A new Pasha had been lately appointed at the time I arrived, but was prevented from entering the city, by the feuds which had prevailed between the Sherîfs and the Janizaries, and induced the latter to suspect that the Pasha had a design of punishing them. This officer was a young man, the son of the Pasha of Adene; his title El Sherîf Mohammed Pasha; of an unblemished character, but unequal, in point of talents and personal weight, to compose the violence of these factions, which, after he had resided a short time in the city, obliged him to retire. The Sherîfs, or descendants of Mohammed, here form a considerable faction; a circumstance also observable at Bagdad, but not in so remarkable a degree. In Aleppo they form a body of near sixty thousand. The Janizaries do not exceed one-fourth of that number. The Sherîfs consist of all ranks, from the highest Imâm to the lowest peasant, and are far from excelling in courage: the Janizaries are of superior valour, though little acquainted with the use of arms or aspect of battle. Hence the force of the factions is merely balanced, and continual disputes arise for offices of profit or power, which generally terminate in bloodshed.

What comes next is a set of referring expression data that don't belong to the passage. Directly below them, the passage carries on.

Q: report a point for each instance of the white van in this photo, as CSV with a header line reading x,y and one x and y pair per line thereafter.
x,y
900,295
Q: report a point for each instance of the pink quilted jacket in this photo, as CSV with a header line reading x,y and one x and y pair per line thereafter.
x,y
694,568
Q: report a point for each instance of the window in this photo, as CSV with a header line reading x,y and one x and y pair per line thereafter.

In the course of this summer, 1797, several of these took place; in one of them it is supposed near three hundred persons perished. This imperfect exercise of authority may be estimated among the symptoms of decline in the Turkish empire.

The manufactures are in a flourishing state, being carried on with great spirit both by Christians and Mohammedans: silk and cotton form the chief articles. Large caravans frequently arrive from Bagdad and Bassora, charged with coffee, which is carried round to the Persian gulf from Moccha, with the tobacco and cherry-tree pipes from Persia, and muslins, shawls, and other products of India.

Besides the manufactures of Aleppo, and the productions of the surrounding country, which are sent to Europe by sea, three or four caravans, laden with merchandize, proceed annually through Anatolia to Constantinople. Pistachio nuts form no mean article of trade, being the chief produce of the adjacent territory, in the soil of which that tree particularly delights. Aleppo also maintains a commercial intercourse with Damascus, Antioch, Tripoli, Ladakia, and the towns on the East towards the Euphrates.

The last pestilence is supposed to have destroyed sixty thousand of the inhabitants.

The women of Aleppo are rather masculine, of brown complexions, and remarkable for indulging in the Sapphic affection.

The quarries which supplied the stone for the construction of the city, are not far removed from the Antioch gate. They are every way worthy remark. On both sides of a road, cut through the solid rock, are seen the openings of caverns, capable of giving shelter to a vast number of persons. From these again, which are tolerably light, open a number of other passages, in all directions, from the principal apartments. These I had neither time nor instruments to investigate; but the people of the place pretend that one of these passages goes to the castle, another to Antioch, &c. Traditions similar to which abound in every country, which presents any caverns natural or artificial.

The material is a soft stone or tufa, replete with petrified shells. It would appear that the artificers designed those quarries for some useful purpose, as they have not only left rough columns, and cut perpendicular shafts, which admit some portion of light, but the walls are hewn to a much greater degree of smoothness than is usually seen in quarries. It is certain they have afterwards been occupied, as marks of fire, mangers for horses, and even burial places, may be observed. In latter times, disbanded dellîs, not being admitted into the city, have here fixed their abode, and become dangerous to passengers, whom they have robbed, and sometimes murdered.